Tuesday, September 29, 2009

How dare you ask the Prime Minister that question !@?

The quake could be felt around the media and far beyond. Andrew Marr, an astute BBC Political commentator cum journalist had asked the question of the British Prime Minister.

If you're American your likely reaction may be "..and yeah! You Brits are so sensitive".

There are some things, many indeed which the Brits curry or import to shore up their own media. Indeed the dawn of the TV News age and the BBC's decision to allow on screen reporters was prompted by the US Networks influencing UK domestic competition.

But this question, about the PM, particularly the condition about his health was a googly, what in Baseball you might call a breaking ball, and in case you're wondering "googly" came before "google".

But that's beside the point, the PM's expression tells he never saw it coming and when it did, the utter disdain is evident.

The question suggested by implication that was he was so severely handicapped that, and the follow up question would have been on its heels, shouldn't he step down as Prime Minister.

This was was a grenade with the pin smothered with chloric acid and its kaboomness and repercussions, not now, but way into the election run could be hugely unsettling.

Asking that Question
You've seen it before, a cunning attorney introduces a stray piece of evidence or pursues a course of questioning knowing full well the other side will object and the judge will overrule. But you can't ignore that the jury now privy to this info will find it hard to "strike off this comment".

And so it was and will be with PM Gordon Brown.

As a former Television Political Producer ironically working under the PM's brother Andrew Brown, I agree with Tim Montgomerie, from Conservative home, who said on BBC's PM, early evening News radio news programme:

"I do worry about this. I think there's been a decline generally in the standard of political journalism in Britain. There's an obsession with opinion polls, personality, obsession the new. There's not enough policy analysis; not enough interviewing of the kind politics would be enhanced by and what we had here was a rumour circulating on the blogosphere categorically denied by Downing Street in private being aired on the BBC's flagship programme.. and therefore giving the license to newspapers and others to put this story out there and give people the impression there's something wrong with Gordon Brown's mental health"

He also added, just in case you're thinking why in the rolling stones would a Tory be defending Labour that he (Tim) wasn't going to regret those who'd take a swing at the PM and that the sooner the PM left office, the better. There!

Mary Ann Sieghart, formerly of the Times, who now presents Newshour on the BBC World Service begged to differ. She was behind revelations that Liberal Democrat leader Charles Kennedy's had a drinking problem, which would later lead to to his resignation.
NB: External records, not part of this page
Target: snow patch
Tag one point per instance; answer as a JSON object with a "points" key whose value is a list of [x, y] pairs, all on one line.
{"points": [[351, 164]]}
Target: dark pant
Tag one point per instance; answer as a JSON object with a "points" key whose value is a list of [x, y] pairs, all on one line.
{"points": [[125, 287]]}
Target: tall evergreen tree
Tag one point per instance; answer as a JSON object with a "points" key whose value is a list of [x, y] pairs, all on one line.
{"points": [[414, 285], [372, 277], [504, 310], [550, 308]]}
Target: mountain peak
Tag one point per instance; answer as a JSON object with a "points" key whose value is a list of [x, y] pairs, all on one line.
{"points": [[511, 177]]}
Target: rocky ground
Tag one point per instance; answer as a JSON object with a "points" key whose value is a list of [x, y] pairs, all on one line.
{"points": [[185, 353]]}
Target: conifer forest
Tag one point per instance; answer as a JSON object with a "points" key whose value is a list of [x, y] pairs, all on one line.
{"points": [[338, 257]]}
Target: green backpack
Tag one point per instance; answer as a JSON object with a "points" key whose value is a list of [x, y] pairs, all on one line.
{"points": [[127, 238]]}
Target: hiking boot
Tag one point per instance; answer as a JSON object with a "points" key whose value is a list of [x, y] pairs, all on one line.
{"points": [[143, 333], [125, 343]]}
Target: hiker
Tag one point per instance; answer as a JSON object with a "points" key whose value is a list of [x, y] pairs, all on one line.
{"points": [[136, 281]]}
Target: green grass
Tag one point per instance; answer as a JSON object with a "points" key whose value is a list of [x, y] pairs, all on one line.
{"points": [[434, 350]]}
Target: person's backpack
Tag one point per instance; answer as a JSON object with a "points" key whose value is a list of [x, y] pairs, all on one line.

Lord Owen, formerly leader of the Social Democrats has written a well received tomb about political failings attributed to ill health and the rest in: In Sickness and in Power: Illness in Heads of Government During the Last 100 Years reviewed here in the Guardian.

The Westminster Village
So what's off limit and what isn't?

In the village of Westminster, and corridors of traditional journalism, many a comment and innuendo remain behind closed doors, some of which are bound by Chatham House rules. I have been a member of Chatham House for fifteen years.
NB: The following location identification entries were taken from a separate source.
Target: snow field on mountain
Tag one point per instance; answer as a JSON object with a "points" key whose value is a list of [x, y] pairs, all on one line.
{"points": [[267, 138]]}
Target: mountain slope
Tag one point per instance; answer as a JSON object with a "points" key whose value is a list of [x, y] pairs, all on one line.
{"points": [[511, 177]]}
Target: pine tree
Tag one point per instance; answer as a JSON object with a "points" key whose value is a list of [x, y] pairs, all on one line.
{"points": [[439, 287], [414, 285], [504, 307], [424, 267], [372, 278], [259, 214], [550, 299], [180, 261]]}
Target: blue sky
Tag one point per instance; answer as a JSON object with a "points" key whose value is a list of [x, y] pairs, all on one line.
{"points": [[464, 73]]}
Others are hearsay, not worth the outing, some would damage any relationship with a source were it to become public. I like many journalists will have favourite dinner-time stories that stay in the kitchen.

The Westminster village Marr talks about is rife with rumours of one sort or another. Scallywag, a political satire mag alluded to something deeply unrepeatable about some politicians. I'm not going to say it either.

But at some point as a political journalist perhaps you look for new tools to play the game. Margaret Thatcher during her reign hated being asked questions by the public ergo the famous sinking of the Belgrano question.

And this new game, because in many ways the political jousting between interviewer and interviewee is that, looks to work outside the rules. MPs today have been trained to the teeth in obfuscation and parrying difficult questions, so journalist need to find new approaches, new skills, new questions.

In US politics, presidential hopefuls have everything scrutinised. As Sieghart said on PM even Reagan's rectum got the treatment. Apologies if you're eating.

But the rules of the blogosphere whilst not entirely new are unfolding. Hugh Hewitt in his brilliant book Blog - Understanding the information reformation changing the world gives a far better account than I could of how the nature of blogs undid a republican Trent Lott, and a news anchor Dan Rathers.

A new politcal turning point?
Yes the salvos were not based on rumours, so Marr is in a new league here. The league of ungentlemanly, when MPs knew a journalist would not break off and go rogue? Or a league that say now everything goes?

These are interesting times for the genie is damn if it's going to lie back down in that cold uncomfortable bottle and so with an election looming, look forward to the unexpected. It's going to be dirty, very dirty and the first salvo for how we become knowledgeable may just have been lobbed and it's a going to go kaboom for a very long time.